Zocalo looks to be the very picture of a turnkey operation. As far as I could tell they hadn’t changed a single thing about the interior from its three years as Crowbar. They must have just swapped out the ingredients in the mise en place and changed the liquor on the boxed shelves (with far fewer bottles). Everything else is exactly as it was, which is to say good looking, clean and cozy. As for exterior signage, they’ve simply draped an ugly, undersized plastic banner over the old Crowbar brand. Hey presto-change-o!
It’s my understanding that this building and its immediate neighbours will be demolished in the next couple of years (likely to make room for condos that very few people can afford), so there’s an obvious reason why they haven’t spent much money on the place. They know the asteroid is on its way. That isn’t to say that Zocalo is somehow a doubtful enterprise. Fans and regulars of Sal y Limon (I count myself as both) are well aware they don’t mess around when it comes to deliciousness.
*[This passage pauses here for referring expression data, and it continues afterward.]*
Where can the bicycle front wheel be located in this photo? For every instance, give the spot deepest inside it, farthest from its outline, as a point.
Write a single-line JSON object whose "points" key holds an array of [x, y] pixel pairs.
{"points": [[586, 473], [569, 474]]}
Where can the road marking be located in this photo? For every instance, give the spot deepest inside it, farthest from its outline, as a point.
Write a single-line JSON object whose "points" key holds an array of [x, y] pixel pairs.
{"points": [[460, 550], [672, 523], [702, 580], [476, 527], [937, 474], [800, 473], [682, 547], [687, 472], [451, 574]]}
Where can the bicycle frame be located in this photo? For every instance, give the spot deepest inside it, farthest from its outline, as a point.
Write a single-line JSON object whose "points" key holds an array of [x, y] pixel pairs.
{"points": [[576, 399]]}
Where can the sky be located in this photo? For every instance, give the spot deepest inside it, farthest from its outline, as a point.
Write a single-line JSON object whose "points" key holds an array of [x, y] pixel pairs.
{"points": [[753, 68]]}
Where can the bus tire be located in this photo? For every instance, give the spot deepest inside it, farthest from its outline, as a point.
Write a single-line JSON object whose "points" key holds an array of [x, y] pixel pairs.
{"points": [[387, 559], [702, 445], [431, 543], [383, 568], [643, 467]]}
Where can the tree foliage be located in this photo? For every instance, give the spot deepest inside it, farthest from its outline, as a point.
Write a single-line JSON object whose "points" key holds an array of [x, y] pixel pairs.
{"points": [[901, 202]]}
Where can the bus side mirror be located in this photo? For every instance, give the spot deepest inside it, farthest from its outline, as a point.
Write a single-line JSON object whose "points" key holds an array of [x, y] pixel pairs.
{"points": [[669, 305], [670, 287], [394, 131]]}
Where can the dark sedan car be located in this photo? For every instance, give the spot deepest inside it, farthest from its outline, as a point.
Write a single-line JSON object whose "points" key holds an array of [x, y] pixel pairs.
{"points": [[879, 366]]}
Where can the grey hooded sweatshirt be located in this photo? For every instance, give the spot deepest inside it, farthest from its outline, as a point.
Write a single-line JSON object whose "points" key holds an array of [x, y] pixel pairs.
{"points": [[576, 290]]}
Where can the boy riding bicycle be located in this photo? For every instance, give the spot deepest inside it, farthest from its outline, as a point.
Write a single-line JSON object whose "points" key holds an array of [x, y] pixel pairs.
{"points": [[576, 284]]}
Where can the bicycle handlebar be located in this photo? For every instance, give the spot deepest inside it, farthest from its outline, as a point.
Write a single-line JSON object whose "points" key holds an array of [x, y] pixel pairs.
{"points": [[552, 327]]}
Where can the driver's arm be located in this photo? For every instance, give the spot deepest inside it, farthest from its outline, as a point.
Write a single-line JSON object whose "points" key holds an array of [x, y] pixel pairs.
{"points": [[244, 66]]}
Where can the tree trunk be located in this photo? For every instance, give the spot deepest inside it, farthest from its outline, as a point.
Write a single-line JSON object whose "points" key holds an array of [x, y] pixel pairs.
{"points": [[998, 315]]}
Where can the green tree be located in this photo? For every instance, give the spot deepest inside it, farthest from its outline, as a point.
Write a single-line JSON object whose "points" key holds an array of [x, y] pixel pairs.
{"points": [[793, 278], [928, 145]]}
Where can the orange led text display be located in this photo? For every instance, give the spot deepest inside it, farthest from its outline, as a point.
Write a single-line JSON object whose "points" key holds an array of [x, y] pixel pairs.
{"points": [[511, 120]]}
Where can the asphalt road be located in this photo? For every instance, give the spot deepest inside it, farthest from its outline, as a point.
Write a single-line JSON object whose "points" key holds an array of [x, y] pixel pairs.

You’d be wise to give it a try, even if it’s just for a sip and a recce as you wait for a table at Savio Volpe across the street.
I should also point out that this is not the second coming of the restaurant of the same name that burned down at Main and Broadway ten years ago. There’s no connection. The staffer I asked wasn’t even aware that there’d been another Zocalo nearby. (It’s a common enough word; the Mexican equivalent of the Italian piazza, or public square.)